What is pgvector?
pgvector is an open-source PostgreSQL extension that adds vector similarity search capabilities to PostgreSQL databases, enabling storage and querying of embeddings alongside traditional relational data. It provides native vector data types, indexing methods for approximate nearest neighbor search, and distance functions for similarity comparison, all within the familiar PostgreSQL environment. This allows developers to add semantic search to existing applications without introducing separate vector database infrastructure.
The extension supports various distance metrics including cosine distance, L2 (Euclidean) distance, and inner product. It offers multiple indexing options: IVFFlat for partitioned approximate search and HNSW for higher-quality approximate nearest neighbor retrieval. pgvector integrates seamlessly with PostgreSQL's features like transactions, joins, and filtering, enabling queries that combine vector similarity with traditional SQL conditions and relational operations.

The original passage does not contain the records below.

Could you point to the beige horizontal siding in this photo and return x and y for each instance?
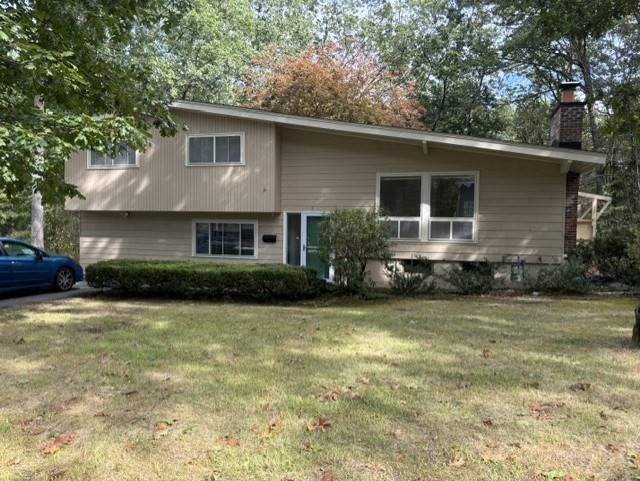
(520, 207)
(163, 182)
(166, 235)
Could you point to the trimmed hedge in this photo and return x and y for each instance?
(190, 279)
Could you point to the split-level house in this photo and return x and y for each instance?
(245, 185)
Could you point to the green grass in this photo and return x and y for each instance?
(151, 390)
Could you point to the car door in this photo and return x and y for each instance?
(27, 265)
(6, 277)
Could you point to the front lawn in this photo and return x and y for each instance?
(427, 389)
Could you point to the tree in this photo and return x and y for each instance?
(74, 59)
(328, 83)
(349, 239)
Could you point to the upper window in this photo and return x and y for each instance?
(453, 207)
(236, 239)
(125, 158)
(400, 202)
(215, 149)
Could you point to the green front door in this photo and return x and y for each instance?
(312, 246)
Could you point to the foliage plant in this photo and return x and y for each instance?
(473, 277)
(411, 276)
(188, 279)
(349, 239)
(613, 254)
(567, 278)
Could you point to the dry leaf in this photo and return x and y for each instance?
(275, 423)
(329, 396)
(58, 443)
(322, 424)
(581, 386)
(373, 466)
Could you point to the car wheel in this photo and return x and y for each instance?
(64, 279)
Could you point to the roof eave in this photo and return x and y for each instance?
(584, 160)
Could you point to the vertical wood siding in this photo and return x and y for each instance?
(162, 182)
(521, 203)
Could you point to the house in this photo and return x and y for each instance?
(245, 185)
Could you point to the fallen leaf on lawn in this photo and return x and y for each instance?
(492, 458)
(274, 425)
(34, 431)
(227, 440)
(581, 386)
(328, 396)
(322, 424)
(373, 466)
(58, 443)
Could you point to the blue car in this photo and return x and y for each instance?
(23, 266)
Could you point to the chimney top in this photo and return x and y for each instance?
(568, 90)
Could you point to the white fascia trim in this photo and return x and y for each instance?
(461, 142)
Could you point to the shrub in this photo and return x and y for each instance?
(614, 253)
(198, 279)
(473, 277)
(567, 278)
(349, 238)
(411, 277)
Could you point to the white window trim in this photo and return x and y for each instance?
(224, 221)
(215, 164)
(112, 167)
(425, 204)
(422, 218)
(476, 191)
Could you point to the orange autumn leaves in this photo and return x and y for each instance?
(331, 83)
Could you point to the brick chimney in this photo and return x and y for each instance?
(566, 131)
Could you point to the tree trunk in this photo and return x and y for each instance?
(37, 220)
(636, 329)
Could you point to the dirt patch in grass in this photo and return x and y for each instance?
(437, 389)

pgvector has become popular for applications that need both vector search and traditional database capabilities, particularly for teams already using PostgreSQL who want to add RAG or semantic search features without operating multiple databases. While dedicated vector databases may offer better performance at massive scale, pgvector provides a compelling solution for small to medium datasets where operational simplicity and integration with existing data models are priorities. It's well-supported by frameworks like LangChain and Supabase offers managed PostgreSQL with pgvector built-in.